1. — L’Agriculture est l’art de tirer de la terre, avec économie, la plus grande quantité possible de produits utiles à l’homme.
Toutes les denrées nécessaires à la nourriture des populations viennent directement ou indirectement du sol; elles sont toutes végétales ou animales; de là aussi proviennent la plupart des matières qui servent à faire les vêtements ou à meubler et orner les habitations.
L’agriculture est une des principales branches de l’activité humaine: c’est la plus ancienne.
Elle est née du besoin qu’éprouvent les peuples de pourvoir à leur subsistance.
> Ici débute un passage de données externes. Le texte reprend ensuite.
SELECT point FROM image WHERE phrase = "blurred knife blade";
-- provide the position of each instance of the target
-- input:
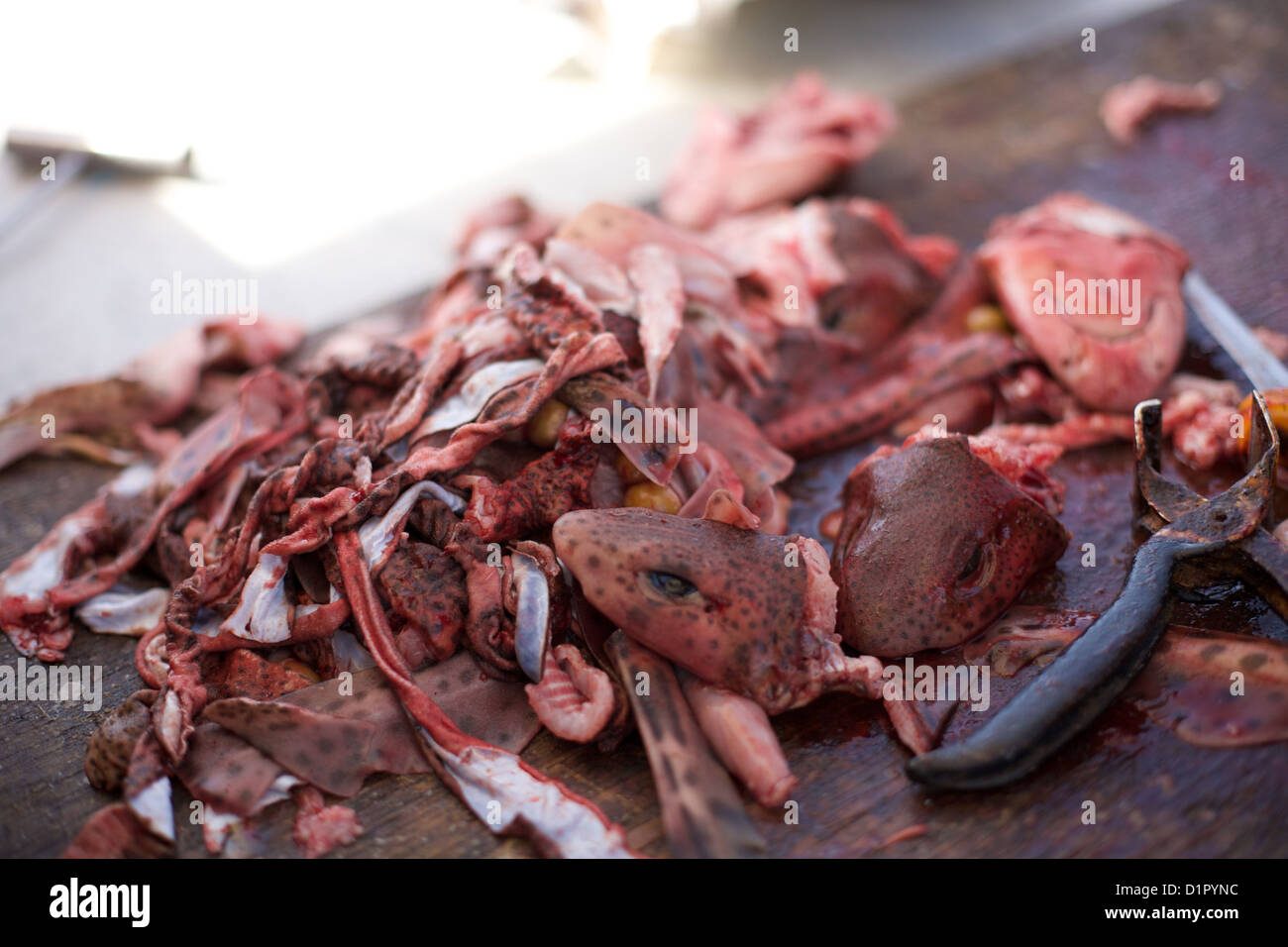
(1232, 334)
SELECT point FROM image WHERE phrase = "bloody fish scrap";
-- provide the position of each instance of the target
(413, 549)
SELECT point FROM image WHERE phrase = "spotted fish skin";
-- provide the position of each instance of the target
(932, 547)
(756, 613)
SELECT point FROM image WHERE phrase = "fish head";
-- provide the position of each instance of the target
(738, 608)
(932, 547)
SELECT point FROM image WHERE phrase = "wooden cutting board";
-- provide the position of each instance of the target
(1012, 134)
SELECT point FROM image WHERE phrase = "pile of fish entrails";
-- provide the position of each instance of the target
(394, 554)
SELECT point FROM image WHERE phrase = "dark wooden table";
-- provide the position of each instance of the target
(1012, 134)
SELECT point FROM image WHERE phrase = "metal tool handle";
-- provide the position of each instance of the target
(1070, 693)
En effet, comme les produits naturels du sol ne sont pas en quantité suffisante, les hommes les multiplient, en confiant à la terre des graines de plantes alimentaires: c’est ainsi que se sont formés les champs cultivés.
La chasse et la pêche fournissaient d’abord aux hommes la chair des animaux comestibles. Mais les produits en étaient trop limités. De simple pêcheur ou chasseur, l’homme dut se faire pasteur. Il se mit à réunir, à garder et à élever les animaux dont la chair et le lait lui servaient d’aliments. De là la formation des troupeaux d’animaux, domestiques.
Comme la culture des champs, le transport de leurs produits exigent une plus grande quantité de travail, les hommes se sont adjoint des animaux qu’ils ont dressés à servir de bêtes de somme.
2. — Toutes ces transformations se sont faites progressivement à l’aide de procédés inventés peu à peu.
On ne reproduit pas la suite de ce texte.